Beaver Dam High School's head football coach, Steve Kuenzi, says the only approved test now available to coaches requires kids to answer questions on a computer, both before an injury and after. "I'm not a big believer in what it tells you," Kuenzi says, explaining that you can't know how much effort a student puts into such a test. Studies also show that baseline tests can be unreliable: athletes can purposely do poorly to increase the odds they'll be able to keep playing after an injury.
When Rosina tested EyeBox on about 100 of Kuenzi's players, she approached him about retesting several who'd received high scores. First on her list was a player who had been hit hard in practice the night before but passed a traditional concussion assessment. Another was a student who had been injured in a game a few days earlier; most of the others played in "high-collision" positions.
"The first kid she mentioned to me, it kind of sold me," Kuenzi says. The fact that a player who had just suffered a major hit had the highest score--above 10--"was pretty telling," he says. Another student tested low but then got hit in practice that afternoon; when Rosina tested him with EyeBox again at the hospital that night, his score jumped significantly, says his mother, Kelly Braker.
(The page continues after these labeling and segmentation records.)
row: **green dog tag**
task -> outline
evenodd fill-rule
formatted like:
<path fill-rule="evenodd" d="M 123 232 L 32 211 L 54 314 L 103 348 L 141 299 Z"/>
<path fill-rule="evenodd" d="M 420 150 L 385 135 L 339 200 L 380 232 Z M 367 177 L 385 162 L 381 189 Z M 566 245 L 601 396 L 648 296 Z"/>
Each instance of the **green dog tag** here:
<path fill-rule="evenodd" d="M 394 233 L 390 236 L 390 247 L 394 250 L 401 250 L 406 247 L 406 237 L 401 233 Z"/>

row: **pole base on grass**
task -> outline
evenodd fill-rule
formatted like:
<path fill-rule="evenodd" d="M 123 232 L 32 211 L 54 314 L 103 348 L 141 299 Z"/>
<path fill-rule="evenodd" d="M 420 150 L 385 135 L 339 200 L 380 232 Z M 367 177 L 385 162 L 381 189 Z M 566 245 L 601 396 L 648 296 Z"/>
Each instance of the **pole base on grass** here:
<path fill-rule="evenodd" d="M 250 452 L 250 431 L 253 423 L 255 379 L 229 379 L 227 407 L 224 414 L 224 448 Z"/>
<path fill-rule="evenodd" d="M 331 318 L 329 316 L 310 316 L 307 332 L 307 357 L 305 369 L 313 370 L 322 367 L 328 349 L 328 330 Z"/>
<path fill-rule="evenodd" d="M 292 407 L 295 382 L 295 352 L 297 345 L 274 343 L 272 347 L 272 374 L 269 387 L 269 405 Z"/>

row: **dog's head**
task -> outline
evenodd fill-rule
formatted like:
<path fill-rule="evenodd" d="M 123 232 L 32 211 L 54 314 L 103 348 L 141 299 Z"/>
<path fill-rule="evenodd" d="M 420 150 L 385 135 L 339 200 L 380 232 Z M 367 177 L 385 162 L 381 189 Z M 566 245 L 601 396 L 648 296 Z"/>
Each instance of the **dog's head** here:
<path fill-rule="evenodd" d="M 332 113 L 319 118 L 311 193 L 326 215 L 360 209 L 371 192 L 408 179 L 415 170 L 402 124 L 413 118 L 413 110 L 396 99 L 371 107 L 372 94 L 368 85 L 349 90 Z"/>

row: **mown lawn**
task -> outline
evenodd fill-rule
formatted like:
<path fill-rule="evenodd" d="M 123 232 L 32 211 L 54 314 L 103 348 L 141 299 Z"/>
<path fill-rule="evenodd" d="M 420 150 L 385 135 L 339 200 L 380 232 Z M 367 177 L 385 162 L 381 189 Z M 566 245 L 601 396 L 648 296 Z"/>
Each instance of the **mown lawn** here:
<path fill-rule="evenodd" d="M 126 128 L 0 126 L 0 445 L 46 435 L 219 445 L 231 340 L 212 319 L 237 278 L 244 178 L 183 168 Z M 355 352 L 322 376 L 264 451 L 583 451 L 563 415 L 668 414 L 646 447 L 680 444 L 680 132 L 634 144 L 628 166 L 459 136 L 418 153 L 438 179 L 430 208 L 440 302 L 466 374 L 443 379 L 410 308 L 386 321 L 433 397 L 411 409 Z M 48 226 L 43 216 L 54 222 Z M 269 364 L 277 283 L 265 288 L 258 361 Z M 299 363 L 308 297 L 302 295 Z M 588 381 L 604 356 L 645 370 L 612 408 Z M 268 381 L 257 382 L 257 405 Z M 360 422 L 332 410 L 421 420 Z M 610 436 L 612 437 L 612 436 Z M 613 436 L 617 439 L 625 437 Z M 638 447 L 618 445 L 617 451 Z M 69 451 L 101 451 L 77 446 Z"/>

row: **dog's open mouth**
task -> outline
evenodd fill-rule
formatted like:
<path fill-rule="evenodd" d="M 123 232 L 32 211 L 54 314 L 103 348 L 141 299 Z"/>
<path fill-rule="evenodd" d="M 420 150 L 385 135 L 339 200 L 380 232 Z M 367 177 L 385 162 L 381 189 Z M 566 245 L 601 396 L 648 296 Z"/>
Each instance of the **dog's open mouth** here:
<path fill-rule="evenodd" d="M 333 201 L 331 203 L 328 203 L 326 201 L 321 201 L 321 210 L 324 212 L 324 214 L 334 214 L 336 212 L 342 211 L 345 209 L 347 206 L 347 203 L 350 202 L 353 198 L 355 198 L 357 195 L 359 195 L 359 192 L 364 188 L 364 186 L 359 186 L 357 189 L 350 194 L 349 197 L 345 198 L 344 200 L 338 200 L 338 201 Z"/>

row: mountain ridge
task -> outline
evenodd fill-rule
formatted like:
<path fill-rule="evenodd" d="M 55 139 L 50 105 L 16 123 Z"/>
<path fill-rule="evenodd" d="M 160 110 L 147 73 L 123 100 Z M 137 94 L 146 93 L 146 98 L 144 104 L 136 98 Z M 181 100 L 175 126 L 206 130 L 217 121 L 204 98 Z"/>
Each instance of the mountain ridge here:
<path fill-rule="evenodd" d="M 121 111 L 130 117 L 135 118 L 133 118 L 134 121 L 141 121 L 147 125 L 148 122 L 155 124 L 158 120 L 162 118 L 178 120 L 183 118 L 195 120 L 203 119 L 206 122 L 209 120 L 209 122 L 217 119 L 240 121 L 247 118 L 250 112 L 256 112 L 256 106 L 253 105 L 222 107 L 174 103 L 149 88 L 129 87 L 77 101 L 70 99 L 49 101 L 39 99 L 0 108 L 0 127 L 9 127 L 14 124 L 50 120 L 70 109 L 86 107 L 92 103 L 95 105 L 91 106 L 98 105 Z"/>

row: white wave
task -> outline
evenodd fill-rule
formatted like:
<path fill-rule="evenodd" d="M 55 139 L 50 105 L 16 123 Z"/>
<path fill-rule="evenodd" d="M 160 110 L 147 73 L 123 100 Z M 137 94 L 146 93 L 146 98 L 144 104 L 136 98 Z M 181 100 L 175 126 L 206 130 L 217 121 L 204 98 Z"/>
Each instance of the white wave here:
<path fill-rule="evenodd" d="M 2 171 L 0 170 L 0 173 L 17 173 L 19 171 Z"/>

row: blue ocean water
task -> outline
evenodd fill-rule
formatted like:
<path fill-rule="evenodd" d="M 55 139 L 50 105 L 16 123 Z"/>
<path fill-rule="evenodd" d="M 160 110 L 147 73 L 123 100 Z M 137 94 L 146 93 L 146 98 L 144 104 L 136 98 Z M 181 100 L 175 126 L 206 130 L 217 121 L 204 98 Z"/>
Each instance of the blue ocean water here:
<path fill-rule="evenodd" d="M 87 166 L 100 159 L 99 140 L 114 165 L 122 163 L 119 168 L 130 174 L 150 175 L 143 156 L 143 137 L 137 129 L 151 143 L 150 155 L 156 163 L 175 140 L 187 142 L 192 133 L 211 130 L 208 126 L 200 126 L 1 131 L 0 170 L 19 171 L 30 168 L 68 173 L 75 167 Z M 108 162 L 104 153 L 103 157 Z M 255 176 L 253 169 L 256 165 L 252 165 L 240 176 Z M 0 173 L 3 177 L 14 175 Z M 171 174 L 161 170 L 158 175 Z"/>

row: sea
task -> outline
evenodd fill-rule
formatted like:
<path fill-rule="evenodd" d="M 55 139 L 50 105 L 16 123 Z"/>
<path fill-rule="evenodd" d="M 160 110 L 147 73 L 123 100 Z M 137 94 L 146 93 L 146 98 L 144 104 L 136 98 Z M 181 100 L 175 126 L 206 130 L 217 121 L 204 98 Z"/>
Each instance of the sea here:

He was tested repeatedly over the following months, and Braker was reassured as his score gradually declined. "You're like, okay, obviously he's getting better," she says.
By minimizing the guesswork involved in diagnosing concussions, Kuenzi says, that kind of tool can be a big help to coaches trying to protect players and defend a sport increasingly seen as too dangerous. "You're talking the brain," he says. "We're not gonna mess around with that."